AJAX, Open Source, and Business Models
Had I but world enough and time . . . I would do an audio mashup of these two conversations. That is, assuming I couldn’t warp space and time and cause the two discussions to have occured together in the first place.
The first audio source would be this panel from the recent Usenix conference in Boston on Open Source Business Models – moderated by my colleague Stephen Walli. The panel was on June 1st, and included Brian Aker (MySQL), Miguel de Icaza (Novell/Ximian), and Mike Olsen (Oracle/SleepyCat), discussing various issues about building communities of users, benefits of different licensing models, software patents, and the challenges of good business execution, all in the context of open source. (Audio is at Stephe’s blog, comments also at Brian Aker’s)
The second audio source in my mash-up / remix would be two episodes of RedMonk Radio, Episode 12 Part 1 and Episode 12 Part 2. (These are both joint podcasts with the DrunkandRetired.com Podcast where they are episodes 53 and 54).
The focus of the second discussion (not a panel but a podcast conversation) was “The Business and Technology of AJAX,” and participants included Cote (RedMonk), Charles Lowell (The Front Side), and AndrÃƒÂ© Charland (eBusinessApplications).

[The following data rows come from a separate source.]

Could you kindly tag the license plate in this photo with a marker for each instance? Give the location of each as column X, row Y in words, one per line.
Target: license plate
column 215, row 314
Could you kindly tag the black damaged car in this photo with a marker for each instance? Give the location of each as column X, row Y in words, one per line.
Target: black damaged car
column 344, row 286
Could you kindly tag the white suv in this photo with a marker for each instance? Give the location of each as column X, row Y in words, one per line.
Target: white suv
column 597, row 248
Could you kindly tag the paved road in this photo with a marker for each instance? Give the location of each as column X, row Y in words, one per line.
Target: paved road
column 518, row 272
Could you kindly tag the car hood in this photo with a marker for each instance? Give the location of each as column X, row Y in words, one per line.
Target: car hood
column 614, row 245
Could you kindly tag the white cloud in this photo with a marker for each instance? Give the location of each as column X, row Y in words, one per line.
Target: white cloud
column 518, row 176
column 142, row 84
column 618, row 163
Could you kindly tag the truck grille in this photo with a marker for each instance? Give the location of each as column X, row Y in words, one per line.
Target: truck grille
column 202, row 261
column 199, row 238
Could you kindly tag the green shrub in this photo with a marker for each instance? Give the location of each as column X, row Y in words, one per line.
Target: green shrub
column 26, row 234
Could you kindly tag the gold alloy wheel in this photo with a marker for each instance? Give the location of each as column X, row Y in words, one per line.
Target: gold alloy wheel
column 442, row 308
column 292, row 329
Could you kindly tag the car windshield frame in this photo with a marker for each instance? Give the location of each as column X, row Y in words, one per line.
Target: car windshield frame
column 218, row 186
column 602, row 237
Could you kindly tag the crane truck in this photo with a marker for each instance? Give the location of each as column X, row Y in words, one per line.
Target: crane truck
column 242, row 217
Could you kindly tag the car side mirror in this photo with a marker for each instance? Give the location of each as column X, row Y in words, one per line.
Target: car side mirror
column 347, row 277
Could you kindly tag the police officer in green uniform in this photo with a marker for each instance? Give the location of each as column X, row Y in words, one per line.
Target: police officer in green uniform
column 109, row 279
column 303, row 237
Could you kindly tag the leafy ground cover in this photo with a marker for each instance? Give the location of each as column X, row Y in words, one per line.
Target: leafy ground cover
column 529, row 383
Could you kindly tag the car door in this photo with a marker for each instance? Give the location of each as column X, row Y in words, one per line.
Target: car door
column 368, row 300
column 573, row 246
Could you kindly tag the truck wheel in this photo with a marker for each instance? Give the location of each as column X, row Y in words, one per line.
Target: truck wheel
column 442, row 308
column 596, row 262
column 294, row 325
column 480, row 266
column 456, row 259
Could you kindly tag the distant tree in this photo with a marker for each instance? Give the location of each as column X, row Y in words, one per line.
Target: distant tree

The benefit of bringing them together would be to ask the Open Source panel about AJAX and to ask the AJAX panel about Open Source.
What they don’t ever mention is why they’ve chosen proprietary licensing as a business model, or how they differentiate their offerings against the broad variety of open source AJAX frameworks.
In the “Open Source Business Models” panel, there was lots of good discussion about the pros and cons of various licensing models – including Miguel de Icaza’s assertion that if he were starting a new business now it would not be open source based. One of the intriguing suggestions from that panel would be the notion that subscription models may be the next major step for Open Source based business models where dual licensing isn’t an option.
But why? What is it about AJAX development in particular that makes it seem awkward to rely on a set of proprietary AJAX components?
Components or Libraries (for charting, graphing, data manipulation, etc) have been common (and commercial) in the .NET and J2EE worlds for a while now, and of course for C++ going back to well before my days as a developer.
It may be that I’m underestimating the value a well-designed AJAX framework under a proprietary license can offer – but my gut still says these frameworks will ultimately evolve in the direction of either dual licensing (we’re free if you’re free) or open source plus paid support.